# Dar fe de algo



## TraductoraPobleSec

Come dite, in un documento legale, *doy fe de ello*? Si tratta di quello che normalmente scrive il cancelliere dopo una dichiarazione.

Grazie a tutti.


----------



## Cristina.

!Cuántas preguntas, eh!
Faccio fede /certifico
Bacioni da Madrid!


----------



## traduttrice

Io propongo "In fede".


----------



## TraductoraPobleSec

Grazie ancora, carissime!


----------



## irene.acler

Yo diría "certifico" o "faccio fede". "In fede" se usa más como saludo final en una carta por ejemplo.


----------



## bandida

Yo tambien eligiria IN FEDE, que no es un saludo sino una formula oficial para documentos legales o de muy formal.


----------



## TraductoraPobleSec

"In fede" fue lo que terminé poniendo. Muchas gracias a todos.

Saludos desde Barcelona


----------



## bandida

Gracias a ti porque yo por mi parte estaba buscando como traducir IN FEDE al castellano y ahora se lo que tengo que poner!!! ;-)))


----------



## Pachico

Senza dubbi "in fede" è la traduzione.
È buffo che in questo stesso momento ci sia, nello stesso foro, qualcuno chiedendo la domanda opposta, ovvero come si dice "in fede" in spagnolo.


----------



## Cristina.

Sí, sin duda.
Interpreté mal el "contexto", parece ser que Irene también, entendí 'dopo una dichiarazione" como después de una declaración oral , debería haber puesto Tradu "al final del documento (escrito) " .

Obviamente, "certifico che" no tiene sentido al final del documento, ni siquiera en España, jejeje.
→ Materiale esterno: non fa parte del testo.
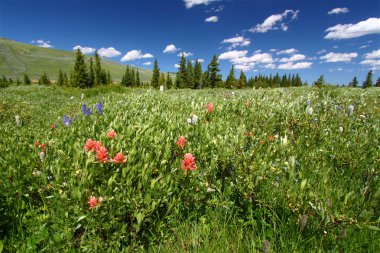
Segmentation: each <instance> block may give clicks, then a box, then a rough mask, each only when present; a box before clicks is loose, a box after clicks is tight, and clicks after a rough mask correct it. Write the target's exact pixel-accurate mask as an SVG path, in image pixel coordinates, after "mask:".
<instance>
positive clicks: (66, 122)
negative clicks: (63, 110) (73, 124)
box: [62, 115, 72, 126]
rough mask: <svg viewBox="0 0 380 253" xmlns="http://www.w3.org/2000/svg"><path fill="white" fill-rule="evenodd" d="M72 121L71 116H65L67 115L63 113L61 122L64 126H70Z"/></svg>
mask: <svg viewBox="0 0 380 253" xmlns="http://www.w3.org/2000/svg"><path fill="white" fill-rule="evenodd" d="M71 122H72V118H69V117H67V115H63V119H62V123H63V124H64V125H65V126H70V125H71Z"/></svg>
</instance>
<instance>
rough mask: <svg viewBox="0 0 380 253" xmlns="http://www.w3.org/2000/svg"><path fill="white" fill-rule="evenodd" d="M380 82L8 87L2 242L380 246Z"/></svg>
mask: <svg viewBox="0 0 380 253" xmlns="http://www.w3.org/2000/svg"><path fill="white" fill-rule="evenodd" d="M379 103H380V92H379V90H378V89H376V88H372V89H366V90H362V89H349V88H335V87H330V88H329V87H323V88H315V87H314V88H312V87H301V88H282V89H259V90H251V89H249V90H238V91H234V92H231V90H225V89H217V90H209V89H204V90H170V91H166V90H165V91H163V92H160V91H158V90H144V89H129V88H124V87H120V86H116V85H110V86H107V87H97V88H94V89H91V90H79V89H74V88H57V87H47V86H36V85H31V86H28V87H20V86H11V87H8V88H6V89H3V90H1V93H0V128H1V131H0V139H1V141H0V150H1V154H0V167H1V169H0V187H1V188H0V189H1V191H0V252H380V232H379V231H380V183H379V182H380V181H379V169H380V106H379Z"/></svg>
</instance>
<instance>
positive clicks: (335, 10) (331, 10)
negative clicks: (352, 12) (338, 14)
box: [327, 7, 350, 15]
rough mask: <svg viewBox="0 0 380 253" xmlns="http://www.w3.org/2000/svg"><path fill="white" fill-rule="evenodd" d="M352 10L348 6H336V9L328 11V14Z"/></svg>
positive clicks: (347, 11) (336, 13) (335, 8)
mask: <svg viewBox="0 0 380 253" xmlns="http://www.w3.org/2000/svg"><path fill="white" fill-rule="evenodd" d="M349 11H350V10H349V9H347V8H346V7H343V8H335V9H332V10H331V11H329V12H327V14H329V15H333V14H341V13H347V12H349Z"/></svg>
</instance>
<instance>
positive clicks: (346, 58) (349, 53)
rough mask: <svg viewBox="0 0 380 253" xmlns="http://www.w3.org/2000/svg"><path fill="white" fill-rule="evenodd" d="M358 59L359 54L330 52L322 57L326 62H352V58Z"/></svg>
mask: <svg viewBox="0 0 380 253" xmlns="http://www.w3.org/2000/svg"><path fill="white" fill-rule="evenodd" d="M355 57H358V54H357V53H333V52H330V53H328V54H326V55H324V56H321V57H320V59H321V60H326V62H350V61H351V60H352V58H355Z"/></svg>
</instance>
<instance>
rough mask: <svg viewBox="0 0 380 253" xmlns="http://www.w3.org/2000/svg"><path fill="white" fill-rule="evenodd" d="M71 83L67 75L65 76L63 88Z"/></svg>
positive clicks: (63, 74)
mask: <svg viewBox="0 0 380 253" xmlns="http://www.w3.org/2000/svg"><path fill="white" fill-rule="evenodd" d="M69 85H70V82H69V79H68V78H67V75H66V73H64V74H63V86H69Z"/></svg>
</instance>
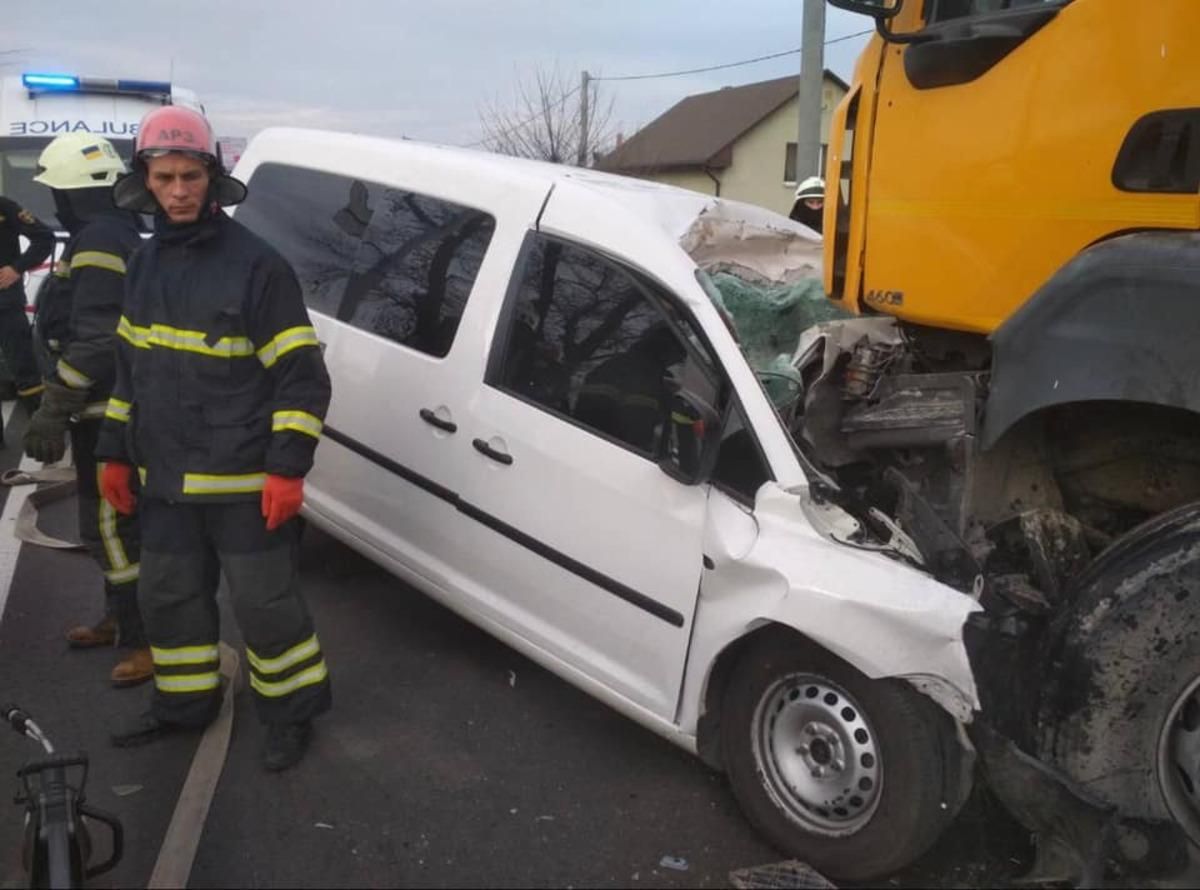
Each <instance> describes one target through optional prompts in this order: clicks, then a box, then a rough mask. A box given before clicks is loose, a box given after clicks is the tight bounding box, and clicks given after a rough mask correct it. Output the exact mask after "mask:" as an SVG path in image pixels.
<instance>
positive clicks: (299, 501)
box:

Al comienzo, el Notario dice:
Certifico que X, nacido/a en .....con DNI........
Doy fe de que X, ........

Al final suelen decir algo así como:
de todo lo cual doy fe.


----------



## irene.acler

Sí, efectivamente he interpretado mal yo también!


----------



## traduttrice

Allora la conclusione è questa:

_"....., *doy fe*."_ Fine del documento = *In fede*
_"*Doy fe que* concuerda con el texto del acta expresada" _(debería ser: "doy fe *de* que...") = *Faccio fede *+ ???


----------



## housecameron

Secondo me è _certifico che_ o _attesto che_


----------



## Dudu678

¿Cómo sigue?

_Faccio fede.... de?_


----------



## traduttrice

¿Y cómo se diría...?

*"Dan fe de los datos sobre las personas..."*
"Fanno fede sui dati riguardanti..."? No me suena para nada, pero en este contexto creo que esta frase es mejor que los verbos "attestare" o "certificare".


----------



## irene.acler

¿Por qué no "certificare"? ¿O "confermare", quizá?


----------